Global security certifications are necessary but not sufficient to protect information and financial transactions. The only way to truly prevent fraud and data theft is to implement processes such as:

• Candidate screening

• Robots that listen and alert about abnormal behaviors

• Transactional IVRs to avoid human contact with sensitive data

• Speech and text analytics to analyze thousands of daily conversations for protocol breaches

• Complementing PCI-DSS and ISO 27000 physical and logical security standards

• Protecting all systems and internet access

1. The Key to Selecting, Investigating, and Evaluating Contact Center Candidates

The most important factor in any company is its people. Using AI to select and investigate candidates, along with multiple integrity and honesty tests based on their level of information access, discourages individuals or organizations planning to commit fraud—they will seek centers with less control and fewer risks.

It is essential to develop bots that not only ask initial questions and filter candidates but also verify information online using IMSS and CURP data to identify:

• Geographic location for commute times

• Criminal records via judicial databases

• Possible labor lawsuits through the Labor Bureau

• Salary and job tenure via IMSS

This ensures the accuracy of candidate information and reduces legal risk. After passing these filters, candidates should undergo tests according to the potential risk of handling sensitive data—from behavioral and axiological tests to iris-based polygraph tests for honesty.

Combined with strict monitoring protocols and consequences, these measures make individuals seeking to commit fraud abandon the process and move to less secure centers.

2. Real-Time Actions Supported by Robots and the Command Center

Traditional disaster recovery plans (DRP) with interconnected systems in high availability solve many issues if backup centers are located at least 100 km apart. However, national or global contingencies lasting longer than expected cannot be ruled out.

To ensure real operational continuity in a contact center, the following conditions should be met:
a. Implement robots that listen to conversations in real time and alert the command center when detecting prohibited words like expiration dates, birth dates, email addresses, passwords, etc.
b. The command center, connected to all operators, monitors performance and detects abnormal behaviors. For example, if average handling time (AHT) is consistently higher than the script allows, it may indicate repeated information requests and should be investigated.

3. Speech and Text Analytics for Contact Center Security

Whether in real time or at the end of each day, speech and text analytics systems can process thousands of calls or text pieces in minutes to detect conversations outside the script. This enables early intervention and provides evidence for labor and criminal processes, which discourages improper practices among agents.

In addition to recommended measures (shown in black in Chart 2), additional actions (marked in blue) are required. A security committee should manage annual internal and external audits, regardless of written security policies.

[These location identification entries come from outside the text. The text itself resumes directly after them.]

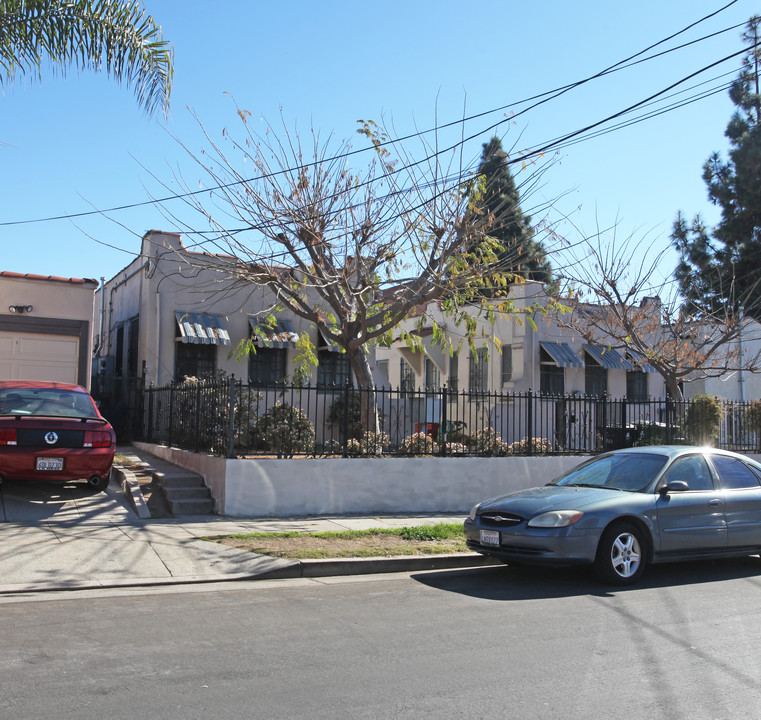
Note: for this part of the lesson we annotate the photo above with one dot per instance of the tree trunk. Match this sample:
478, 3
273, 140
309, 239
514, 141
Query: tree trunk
363, 374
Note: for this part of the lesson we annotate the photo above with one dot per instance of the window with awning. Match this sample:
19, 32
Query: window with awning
608, 358
202, 328
561, 354
279, 335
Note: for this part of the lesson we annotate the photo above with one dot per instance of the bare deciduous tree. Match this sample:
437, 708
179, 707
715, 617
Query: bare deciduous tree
354, 252
622, 300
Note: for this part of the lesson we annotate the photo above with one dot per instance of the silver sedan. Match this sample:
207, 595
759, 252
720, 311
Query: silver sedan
623, 510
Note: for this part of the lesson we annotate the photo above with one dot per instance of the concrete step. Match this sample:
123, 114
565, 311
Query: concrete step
187, 493
191, 507
178, 479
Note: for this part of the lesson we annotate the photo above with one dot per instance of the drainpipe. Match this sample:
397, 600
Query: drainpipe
741, 374
102, 315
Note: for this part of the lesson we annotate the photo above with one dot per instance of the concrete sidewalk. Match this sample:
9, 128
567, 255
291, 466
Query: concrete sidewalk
57, 538
77, 554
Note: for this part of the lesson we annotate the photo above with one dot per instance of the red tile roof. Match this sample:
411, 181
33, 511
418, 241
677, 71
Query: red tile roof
51, 278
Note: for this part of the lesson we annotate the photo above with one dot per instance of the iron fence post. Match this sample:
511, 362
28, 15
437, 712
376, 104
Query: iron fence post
443, 421
347, 389
231, 424
530, 421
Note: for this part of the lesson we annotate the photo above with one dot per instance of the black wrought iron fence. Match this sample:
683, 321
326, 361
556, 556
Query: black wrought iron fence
229, 418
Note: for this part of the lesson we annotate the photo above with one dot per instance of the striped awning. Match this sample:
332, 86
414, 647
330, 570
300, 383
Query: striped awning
279, 336
202, 328
607, 357
638, 362
562, 354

Physical security must include metal detectors and one-on-one checks by security personnel to prevent access with cell phones or recording devices. Closed-circuit systems should enforce clean desk policies—no papers or storage devices. Platforms must cover the entire organizational environment and external contact points, with monitoring tools to immediately detect contamination, attacks, or abnormal access behaviors, ensuring protection against external threats and safeguarding clients.

This security framework must extend to all clients and suppliers interacting with the contact center.

Conclusions

The involvement of organized crime in data theft—impacting cyber fraud, finances, and corporate reputation—forces internal and external contact centers to make significant investments in technology and processes to minimize these risks.

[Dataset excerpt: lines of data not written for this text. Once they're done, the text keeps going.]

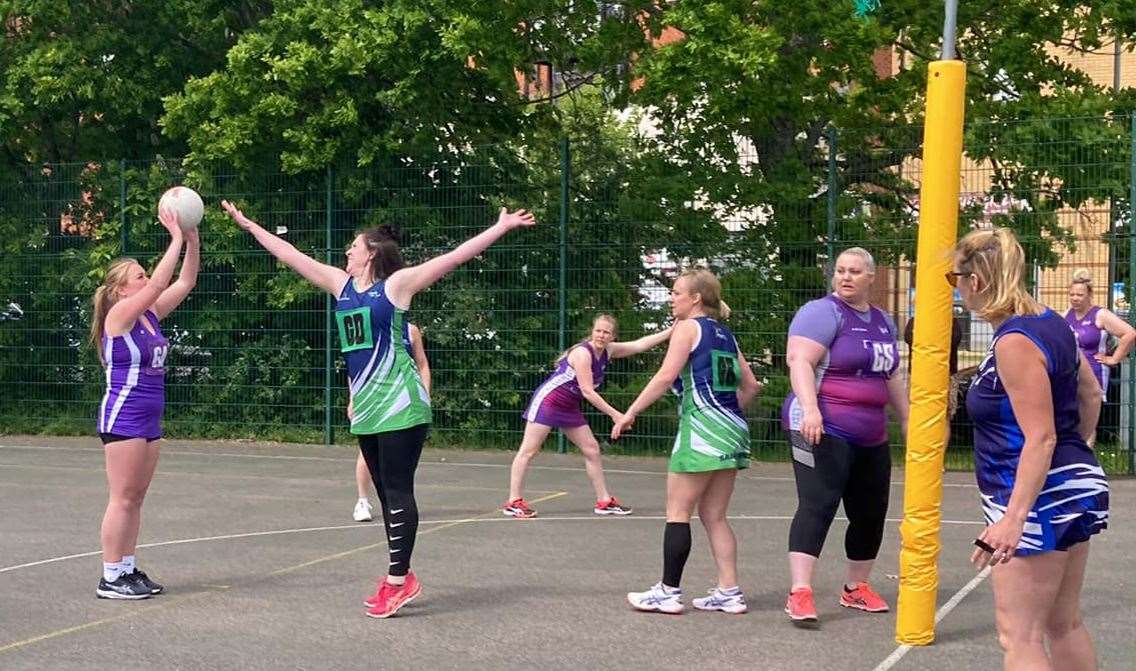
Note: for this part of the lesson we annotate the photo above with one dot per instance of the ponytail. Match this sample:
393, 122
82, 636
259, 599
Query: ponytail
996, 258
105, 298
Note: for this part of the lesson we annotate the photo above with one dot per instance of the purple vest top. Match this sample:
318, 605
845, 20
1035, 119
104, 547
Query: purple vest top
852, 378
135, 395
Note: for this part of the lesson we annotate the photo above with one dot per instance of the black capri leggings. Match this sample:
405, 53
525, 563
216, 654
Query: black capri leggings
392, 459
833, 471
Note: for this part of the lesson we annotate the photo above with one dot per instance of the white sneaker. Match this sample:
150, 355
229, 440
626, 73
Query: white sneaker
659, 598
720, 601
362, 511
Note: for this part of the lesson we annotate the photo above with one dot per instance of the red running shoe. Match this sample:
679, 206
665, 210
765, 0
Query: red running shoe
611, 506
394, 596
801, 609
379, 595
518, 508
863, 598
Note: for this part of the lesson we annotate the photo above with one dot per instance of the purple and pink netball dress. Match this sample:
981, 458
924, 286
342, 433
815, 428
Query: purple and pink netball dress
852, 376
135, 397
557, 402
1092, 341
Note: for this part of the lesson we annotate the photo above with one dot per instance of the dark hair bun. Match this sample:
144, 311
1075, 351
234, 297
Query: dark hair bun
390, 232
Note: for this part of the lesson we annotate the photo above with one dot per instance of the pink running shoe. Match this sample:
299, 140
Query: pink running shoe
394, 597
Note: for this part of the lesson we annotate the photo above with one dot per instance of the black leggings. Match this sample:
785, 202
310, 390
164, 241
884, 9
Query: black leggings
835, 471
392, 459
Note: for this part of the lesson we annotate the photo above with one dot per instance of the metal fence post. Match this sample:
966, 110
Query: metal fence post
830, 237
328, 313
124, 228
562, 285
1132, 294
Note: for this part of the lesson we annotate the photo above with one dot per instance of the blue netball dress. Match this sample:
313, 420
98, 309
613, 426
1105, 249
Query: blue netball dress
1074, 502
712, 432
135, 397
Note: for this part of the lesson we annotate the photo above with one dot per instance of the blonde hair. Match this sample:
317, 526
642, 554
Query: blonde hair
868, 260
706, 284
996, 258
1083, 277
606, 317
106, 296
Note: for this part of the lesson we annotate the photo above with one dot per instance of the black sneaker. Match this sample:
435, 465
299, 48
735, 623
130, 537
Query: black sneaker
125, 586
153, 587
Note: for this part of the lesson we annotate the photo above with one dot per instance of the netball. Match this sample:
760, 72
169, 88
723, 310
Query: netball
186, 203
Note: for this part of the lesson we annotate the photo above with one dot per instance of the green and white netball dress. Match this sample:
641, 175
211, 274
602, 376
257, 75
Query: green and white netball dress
712, 433
386, 388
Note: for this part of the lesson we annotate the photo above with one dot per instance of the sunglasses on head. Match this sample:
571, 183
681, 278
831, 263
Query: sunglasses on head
952, 278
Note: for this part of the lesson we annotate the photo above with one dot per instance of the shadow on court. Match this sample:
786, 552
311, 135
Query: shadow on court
265, 570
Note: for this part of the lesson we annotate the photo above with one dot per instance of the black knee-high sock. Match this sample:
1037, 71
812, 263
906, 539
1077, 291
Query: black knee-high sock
676, 547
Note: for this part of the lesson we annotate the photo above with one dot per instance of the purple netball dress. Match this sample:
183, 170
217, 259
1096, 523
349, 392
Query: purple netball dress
557, 402
135, 397
852, 376
1074, 501
1092, 341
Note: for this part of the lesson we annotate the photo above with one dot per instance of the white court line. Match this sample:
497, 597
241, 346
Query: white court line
448, 463
423, 523
944, 611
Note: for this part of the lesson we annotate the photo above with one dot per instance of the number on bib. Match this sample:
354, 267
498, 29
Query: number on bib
725, 370
158, 358
883, 357
354, 329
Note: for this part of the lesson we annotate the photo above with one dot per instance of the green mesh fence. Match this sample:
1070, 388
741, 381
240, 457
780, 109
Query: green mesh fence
251, 355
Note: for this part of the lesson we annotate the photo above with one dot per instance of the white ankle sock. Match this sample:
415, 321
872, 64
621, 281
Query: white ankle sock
111, 571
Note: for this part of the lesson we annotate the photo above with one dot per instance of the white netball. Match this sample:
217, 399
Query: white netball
188, 204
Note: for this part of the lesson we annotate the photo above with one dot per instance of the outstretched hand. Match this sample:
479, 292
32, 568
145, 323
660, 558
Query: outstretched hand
516, 219
236, 215
624, 424
168, 218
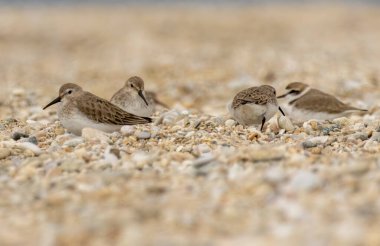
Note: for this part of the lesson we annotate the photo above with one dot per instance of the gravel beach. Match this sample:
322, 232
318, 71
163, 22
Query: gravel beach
194, 176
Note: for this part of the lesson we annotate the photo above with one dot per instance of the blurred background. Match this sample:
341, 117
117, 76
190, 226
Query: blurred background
196, 54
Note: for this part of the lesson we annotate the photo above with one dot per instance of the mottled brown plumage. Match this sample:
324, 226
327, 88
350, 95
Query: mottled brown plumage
102, 111
257, 95
254, 105
79, 109
318, 101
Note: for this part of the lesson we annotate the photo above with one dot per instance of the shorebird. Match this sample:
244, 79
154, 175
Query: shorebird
78, 109
254, 105
134, 99
304, 103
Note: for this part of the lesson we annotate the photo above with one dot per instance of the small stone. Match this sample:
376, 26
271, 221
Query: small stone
127, 130
304, 181
33, 140
274, 175
285, 123
29, 146
308, 144
316, 150
375, 136
4, 153
314, 125
94, 134
359, 135
142, 134
203, 148
59, 131
140, 158
313, 142
73, 142
342, 121
230, 123
203, 160
18, 135
71, 165
254, 135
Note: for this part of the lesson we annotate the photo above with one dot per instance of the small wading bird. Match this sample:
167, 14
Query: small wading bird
134, 99
254, 105
304, 103
78, 109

Global certifications are a major step but insufficient given the scale of the problem. Security cannot be guaranteed without automated candidate screening to hire honest individuals. Without bots listening or platforms analyzing thousands of conversations online and offline, tokenization systems and transactional IVRs alone cannot detect agent misconduct.

PCI-DSS and ISO 27000 standards are important but must be complemented with additional infrastructure and processes to work effectively. Internal security should rely on protection and monitoring systems that shield the contact center from external attacks and theft, extending these measures to all external participants to ensure a comprehensive solution.

Security requires investments of time and money, but given the impact of fraud, misuse of information, or attacks on organizations, this internal investment or provider selection is unquestionable.